参照C-17运输机发动机安装位置，考虑内、外涵道分开排气，建立了外吹式襟翼动力增升全机几何分析模型以及相应的巡航构型.采用结构化多块网格技术，基于雷诺平均Navier-Stokes方法，分别对全机增升构型和单独发动机动力喷流进行数值模拟验证，在此基础上对外吹式襟翼动力喷流效应展开研究.对于低速动力增升构型，发动机喷流大部分直接冲刷襟翼下表面而后向下偏转，部分高速气流经襟翼缝道引射并加速后吹向襟翼上表面，两部分气流在襟翼后缘汇合并向下游延伸，喷流冲刷襟翼时存在明显展向横流特征.在动力喷流影响下，不仅襟翼环量大幅增加，缝翼和主翼上的环量也均有所增加，全机可用升力系数和最大升力系数均突破了机械式增升装置的极限，达到4.0以上.同时，全机低头力矩大幅增加，为纵向配平带来额外的压力.对于相应的高速巡航构型，发动机喷流主要影响机翼下表面的压力分布，使得全机升力减小，阻力明显增大.动力增升构型在基本翼设计过程中应充分考虑喷流的影响. 

Numerical simulation of powered high-lift jet effects for large transport

Taking C-17 transport engine installation as reference and considering external mixing of engine jet gas streams, a powered high-lift configuration with externally blowing flap (EBF) and the corresponding cruise model were constructed. Based on the structured multi-block grid techniques and Reynolds-averaged Navier-Stokes methods, numerical validations were carried out on a high-lift model and a fan-jet engine nacelle, and then the EBF effects were investigated.
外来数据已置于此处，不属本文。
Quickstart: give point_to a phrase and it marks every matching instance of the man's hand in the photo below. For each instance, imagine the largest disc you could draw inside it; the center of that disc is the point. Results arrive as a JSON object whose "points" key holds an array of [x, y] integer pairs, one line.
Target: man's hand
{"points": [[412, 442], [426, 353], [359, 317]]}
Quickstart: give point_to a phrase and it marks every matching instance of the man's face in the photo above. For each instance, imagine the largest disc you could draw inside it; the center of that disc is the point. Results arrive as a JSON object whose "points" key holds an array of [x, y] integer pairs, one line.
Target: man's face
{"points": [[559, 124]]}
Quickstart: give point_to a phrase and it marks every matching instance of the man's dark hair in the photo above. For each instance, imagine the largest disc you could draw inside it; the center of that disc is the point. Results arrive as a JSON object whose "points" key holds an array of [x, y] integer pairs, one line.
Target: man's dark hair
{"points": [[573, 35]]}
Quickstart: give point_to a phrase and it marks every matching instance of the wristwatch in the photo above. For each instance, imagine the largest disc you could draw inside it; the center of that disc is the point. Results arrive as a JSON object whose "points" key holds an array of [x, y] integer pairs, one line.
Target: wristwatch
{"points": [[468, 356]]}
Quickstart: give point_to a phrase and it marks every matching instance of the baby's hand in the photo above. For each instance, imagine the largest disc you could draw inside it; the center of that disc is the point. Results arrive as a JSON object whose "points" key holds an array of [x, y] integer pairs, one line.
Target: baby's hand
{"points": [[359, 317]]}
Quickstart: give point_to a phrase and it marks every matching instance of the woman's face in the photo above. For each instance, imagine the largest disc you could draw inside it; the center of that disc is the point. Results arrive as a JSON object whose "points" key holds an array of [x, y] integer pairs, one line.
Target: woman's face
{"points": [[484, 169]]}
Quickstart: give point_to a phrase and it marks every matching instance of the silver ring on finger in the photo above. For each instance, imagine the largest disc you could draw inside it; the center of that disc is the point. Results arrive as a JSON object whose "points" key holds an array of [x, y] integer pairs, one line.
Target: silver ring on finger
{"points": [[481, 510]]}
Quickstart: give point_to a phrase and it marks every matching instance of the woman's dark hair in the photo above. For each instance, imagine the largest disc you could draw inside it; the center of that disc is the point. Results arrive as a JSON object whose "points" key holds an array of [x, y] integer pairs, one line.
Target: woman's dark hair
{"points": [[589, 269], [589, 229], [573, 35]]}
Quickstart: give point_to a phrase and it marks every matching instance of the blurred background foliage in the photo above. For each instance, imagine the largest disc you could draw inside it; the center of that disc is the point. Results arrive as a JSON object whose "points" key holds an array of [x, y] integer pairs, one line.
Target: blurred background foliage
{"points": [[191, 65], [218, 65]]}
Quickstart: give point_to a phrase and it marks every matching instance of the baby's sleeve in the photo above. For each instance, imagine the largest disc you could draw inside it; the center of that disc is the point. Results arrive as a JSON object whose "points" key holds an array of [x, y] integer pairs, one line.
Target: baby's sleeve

For powered high-lift configuration at low speed, most jet flow impinged directly on the lower flap surfaces and then deflected downward, while the rest was sucked and speeded up by the slots, and then blown upon the upper flap surfaces. The two parts of them converged at the flap trailing edge and extended downward. Spanwise lateral flow characteristics existed when the jet flow affected on the flap. Circulations increased significantly not just around the flaps but also on the slat and main wing. Both the available and maximum lift coefficients were larger than 4.0, breaking through the limit of the traditional mechanical high-lift systems. Longitude trim problems may be severer due to larger nose down pitching moment. For the cruise model at high speed, the engine jet flow will obviously affect the pressure distributions on lower wing surface, making the lift decrease and the drag increase significantly. Thus jet effects should be well considered during the clean wing design for powered high-lift configuration.